Das hört sich ja klasse an! Bisher war ich nur ein Mal im Grunewald  fahren. Ich mag gerne Cross crounty aber Berg ab ist auch cool...wobei ich technisch nicht so fit bin.
Dieses we hätte ich Zeit!!!


----------



## HiFi XS (25. Februar 2015)

Ich fahre bistimmt Samstag und Sonntag. Samstag eher in der Gegend Kreuzberg-Treptow etc. Sonntag eher Grunewald. Sonntags fahre ich meist mit einer Männergruppe mit da wird vorwiegend die 'interessantere' bergab Sachen gefahren. Aber ich konnte die Zeit splitten und mit dir auch fahren. Wie sieht es bei dir konditionsmässig aus? Ich selber bin kein kilometerfresser und auch nicht besonders schnell aber bisschen mitgebrachte Ausdauer wäre nicht schlecht.


----------



## MTB-News.de




----------



## Trailorette (27. Februar 2015)

So wie du deine Kondition beschreibst glaube ich verstehen wir uns... 
Also ich könnte samstags auch zu nem Treffpunkt kommen allerdings erst so nachmittags oder sonntags wenn du mit mir fahren würdest wäre das klasse


----------



## HiFi XS (28. Februar 2015)

Hi @Trailorette   sorry sorry dass ich mich so spät melde    Heute fahren wir etwas später - so gegen 16:00 und zwar in Grunewald wahrscheinlich - weil es morgen regnen soll... mal sehen. Schau in dein Postfach bitte.

LG
HiFi


----------



## Renn.Schnecke (4. März 2015)

Hey Mädels,

ich räum auf und hab hier drei Oberteile, die mir (164 cm) etwas zu klein sind. Alle sind in top Zustand. Hab sie geschenkt bekommen, aber nie getragen.
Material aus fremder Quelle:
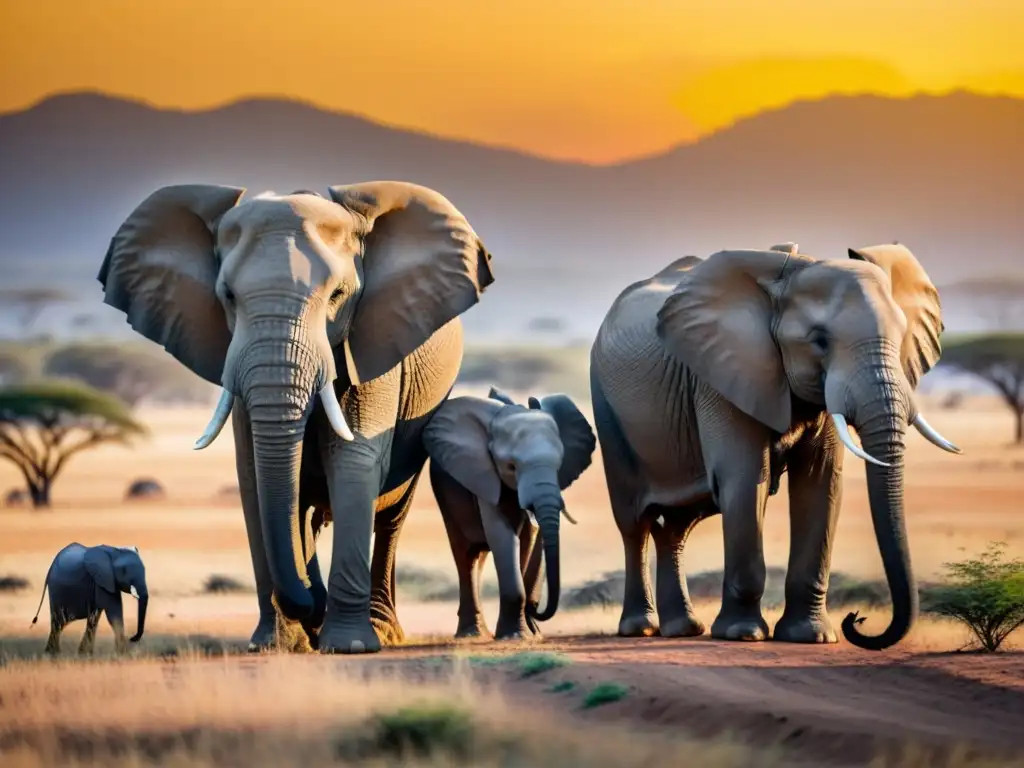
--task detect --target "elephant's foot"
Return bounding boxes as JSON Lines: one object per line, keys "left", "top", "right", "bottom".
{"left": 494, "top": 597, "right": 531, "bottom": 641}
{"left": 710, "top": 604, "right": 769, "bottom": 642}
{"left": 658, "top": 612, "right": 706, "bottom": 638}
{"left": 247, "top": 614, "right": 279, "bottom": 653}
{"left": 773, "top": 609, "right": 837, "bottom": 644}
{"left": 455, "top": 614, "right": 490, "bottom": 640}
{"left": 618, "top": 611, "right": 659, "bottom": 638}
{"left": 319, "top": 612, "right": 382, "bottom": 655}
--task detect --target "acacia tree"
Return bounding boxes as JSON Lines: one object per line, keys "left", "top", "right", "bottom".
{"left": 0, "top": 382, "right": 147, "bottom": 508}
{"left": 941, "top": 334, "right": 1024, "bottom": 444}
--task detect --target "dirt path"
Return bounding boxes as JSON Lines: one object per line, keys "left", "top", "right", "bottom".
{"left": 336, "top": 635, "right": 1024, "bottom": 765}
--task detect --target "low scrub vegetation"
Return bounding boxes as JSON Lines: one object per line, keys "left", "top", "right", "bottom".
{"left": 0, "top": 574, "right": 30, "bottom": 593}
{"left": 922, "top": 542, "right": 1024, "bottom": 652}
{"left": 201, "top": 574, "right": 252, "bottom": 594}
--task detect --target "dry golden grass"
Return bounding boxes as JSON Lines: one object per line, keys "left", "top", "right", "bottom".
{"left": 1, "top": 389, "right": 1023, "bottom": 766}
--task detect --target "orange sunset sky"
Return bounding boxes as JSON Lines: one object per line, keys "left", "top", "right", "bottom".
{"left": 2, "top": 0, "right": 1023, "bottom": 163}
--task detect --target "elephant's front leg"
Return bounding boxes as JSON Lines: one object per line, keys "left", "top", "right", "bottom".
{"left": 651, "top": 508, "right": 706, "bottom": 638}
{"left": 696, "top": 386, "right": 772, "bottom": 641}
{"left": 100, "top": 592, "right": 128, "bottom": 654}
{"left": 480, "top": 502, "right": 530, "bottom": 640}
{"left": 369, "top": 472, "right": 422, "bottom": 646}
{"left": 232, "top": 399, "right": 278, "bottom": 652}
{"left": 774, "top": 422, "right": 843, "bottom": 644}
{"left": 319, "top": 437, "right": 386, "bottom": 654}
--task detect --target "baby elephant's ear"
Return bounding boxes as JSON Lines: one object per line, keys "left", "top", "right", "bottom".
{"left": 84, "top": 547, "right": 116, "bottom": 594}
{"left": 423, "top": 396, "right": 505, "bottom": 505}
{"left": 487, "top": 387, "right": 517, "bottom": 406}
{"left": 536, "top": 394, "right": 597, "bottom": 489}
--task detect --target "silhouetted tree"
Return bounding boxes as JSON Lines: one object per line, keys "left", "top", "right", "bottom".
{"left": 0, "top": 382, "right": 147, "bottom": 508}
{"left": 941, "top": 334, "right": 1024, "bottom": 444}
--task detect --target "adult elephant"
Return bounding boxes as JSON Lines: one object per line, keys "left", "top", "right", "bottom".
{"left": 590, "top": 243, "right": 960, "bottom": 651}
{"left": 99, "top": 182, "right": 495, "bottom": 654}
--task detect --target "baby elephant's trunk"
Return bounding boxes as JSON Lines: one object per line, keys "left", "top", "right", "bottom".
{"left": 129, "top": 587, "right": 148, "bottom": 643}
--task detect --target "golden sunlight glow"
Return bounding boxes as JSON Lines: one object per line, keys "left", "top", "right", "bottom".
{"left": 1, "top": 0, "right": 1022, "bottom": 162}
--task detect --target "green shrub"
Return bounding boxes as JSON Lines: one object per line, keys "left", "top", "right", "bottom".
{"left": 517, "top": 652, "right": 569, "bottom": 678}
{"left": 582, "top": 682, "right": 628, "bottom": 709}
{"left": 367, "top": 703, "right": 475, "bottom": 760}
{"left": 923, "top": 542, "right": 1024, "bottom": 652}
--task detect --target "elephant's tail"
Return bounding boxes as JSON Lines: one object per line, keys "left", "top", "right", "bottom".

Alle Größe S. Alle zu *verschenken*. 

Sollte was für Euch dabei sein, dann schreibt mir ne pm. 

So, hier sind se:

1) Oberteil von Moira (tschechische Marke). Schön hoher Kragen und hält gut warm:







2) Jacke von Schwinn. Mit drei Rückentaschen:






3) Jacke von Protective in Größe 36. Hat hinten zwei Taschen.


----------



## HiFi XS (8. März 2015)

Trailorette schrieb:


> Hallo!!
> 
> Das hört sich ja klasse an! Bisher war ich nur ein Mal im Grunewald  fahren. Ich mag gerne Cross crounty aber Berg ab ist auch cool...wobei ich technisch nicht so fit bin.
> Dieses we hätte ich Zeit!!!


 
@Trailorette technisch genug fit und gute Kondi also wir haben eine Menge Spaß gehabt am Samstag und sind in unter 2 Stunden Fahrzeit 430 Hohenmeter gefahren. Und die junge Dame ist die 5 und die 6 runtergefahren und den Drachenberg hoch und auf den steilen Pfad runtegfahren  Das war ein schöner Tag 

Wir haben den ganzen Tag lang viele Leute im Wald getroffen  und den Marc am Teufelsberg aufgegabelt




Heute war ich wieder in Grunewald mit meinem FULLY yea!!! wieder unterwegs bei dem Wetter also das war ungläublich


----------



## Trailorette (8. März 2015)

Ich werde ganz rot... Aber Spaß hatten wir wirklich viel! Freue mich auf die Saison in Berlin!


----------



## Claudi_B (27. März 2015)

Hilfe, ich habe super spontan Zeit, morgen ein bischen Rad zu fahren. Das Wetter soll ja auch gar nicht soo schlecht werden. Hat jemand Zeit und Lust morgen MTB oder RR zu fahren? Bin für fast alles offen. Ich befürchte, dass es hier noch Facebookverabredungen gibt, die mir, auf Grund meines nicht vorhandenen Profils entgehen würden ; (

Claudia, eine uralte Bikerin, die seit ewigen Zeiten nicht mehr unter Leute war, weil Familie und Arbeit die ganze Zeit rauben...


----------



## HiFi XS (27. März 2015)

Grüss Dich Claudi_B! Schon von Dir zu hören. Wir (3 Damen) treffen uns morgen im Grunewald, falls Du mit willst. 13:00. Meine Nummer hast Du ja. Zwei von werden eher DH machen aber ich will auch touren.


----------



## Claudi_B (28. März 2015)

Oh. Vielen Dank für die schnelle Antwort! 
Mist, jetzt habe ich wohl vergessen zu erwähnen, dass ich gerne schon Vormittag los wollte. 1. um das schöne Wetter (also die angekündigte Sonne am Vormittag) noch zu erleben und den tag besser auszunutzen und 2. weil die Familie am nachmittag wieder zurück ist. Da will ich nicht erst los, wenn die schon wieder da sind. 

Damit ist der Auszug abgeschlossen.